Id at 20, 161 Idaho at 815, 391 P.3d at 1285.
In making its decision in this case, the district court relied on First Sec. Bank of Idaho, N.A. v. Gaige, 115 Idaho 172, 765 P.2d 683 (1988). That case is good law, but it does not have application here. There are two critical differences between this case and Gaige. First, in Gaige the secured creditor did not seek a deficiency judgment. Id. at 173, 765 P.2d at 684. Thus, there was no contested proceeding to determine the reasonable value of the real property and no opportunity to determine whether the amount credited against the debtor’s obligation should have been a different amount than First Security’s credit bid. Second, there is evidence in the record that First Security, which “was the highest bidder” at the sale, paid very close to market value. Id. The bid was not a low-ball bid, as determined by the district court in AgStar I.
Based on this Court’s decision in AgStar I, it is rather apparent that the Guarantors asserted a meritorious defense to AgStar’s action against them on the guarantee. Therefore, the district court (unknowingly) abused its discretion and acted inconsistent with applicable legal standards in failing to set aside the default judgment.
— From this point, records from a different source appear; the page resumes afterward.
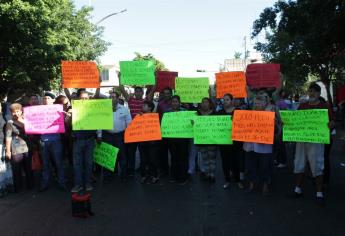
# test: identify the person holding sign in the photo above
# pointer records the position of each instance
(17, 150)
(230, 154)
(178, 148)
(83, 146)
(149, 153)
(115, 137)
(208, 153)
(135, 104)
(312, 152)
(51, 146)
(259, 156)
(164, 105)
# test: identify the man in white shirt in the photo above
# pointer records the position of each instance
(115, 137)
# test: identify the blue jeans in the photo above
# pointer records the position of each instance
(52, 149)
(82, 159)
(117, 140)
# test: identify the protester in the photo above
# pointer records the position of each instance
(83, 145)
(17, 150)
(135, 104)
(51, 147)
(149, 153)
(208, 153)
(259, 157)
(5, 168)
(178, 148)
(313, 152)
(230, 154)
(115, 137)
(163, 106)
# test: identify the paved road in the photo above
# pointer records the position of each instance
(197, 208)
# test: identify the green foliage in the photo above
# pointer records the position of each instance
(305, 37)
(36, 35)
(237, 55)
(158, 64)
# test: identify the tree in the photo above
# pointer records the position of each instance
(305, 37)
(159, 66)
(36, 35)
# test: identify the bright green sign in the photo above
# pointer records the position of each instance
(94, 114)
(306, 126)
(177, 124)
(191, 90)
(212, 130)
(137, 73)
(105, 155)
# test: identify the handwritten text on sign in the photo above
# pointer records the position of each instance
(137, 73)
(231, 82)
(165, 79)
(306, 126)
(192, 90)
(178, 124)
(253, 126)
(144, 127)
(80, 74)
(44, 119)
(263, 75)
(212, 130)
(92, 114)
(105, 155)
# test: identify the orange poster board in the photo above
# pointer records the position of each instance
(79, 74)
(253, 126)
(144, 127)
(231, 82)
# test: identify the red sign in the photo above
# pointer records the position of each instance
(263, 75)
(165, 79)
The indebtedness to AgStar, which the Guarantors had guaranteed, was fully satisfied and extinguished in AgStar I and there is no basis for any recovery here against the Guarantors.
The Guarantors seek attorney fees on appeal pursuant to Idaho Code section 12-120(3). The Guarantors have prevailed on appeal and they are entitled to recover their attorney fees under Section 12-120(3).
IV.
CONCLUSION
We reverse the judgment of the district court and award Guarantors them costs and attorney fees on appeal.
Chief Justice BURDICK and Justice W. JONES concur.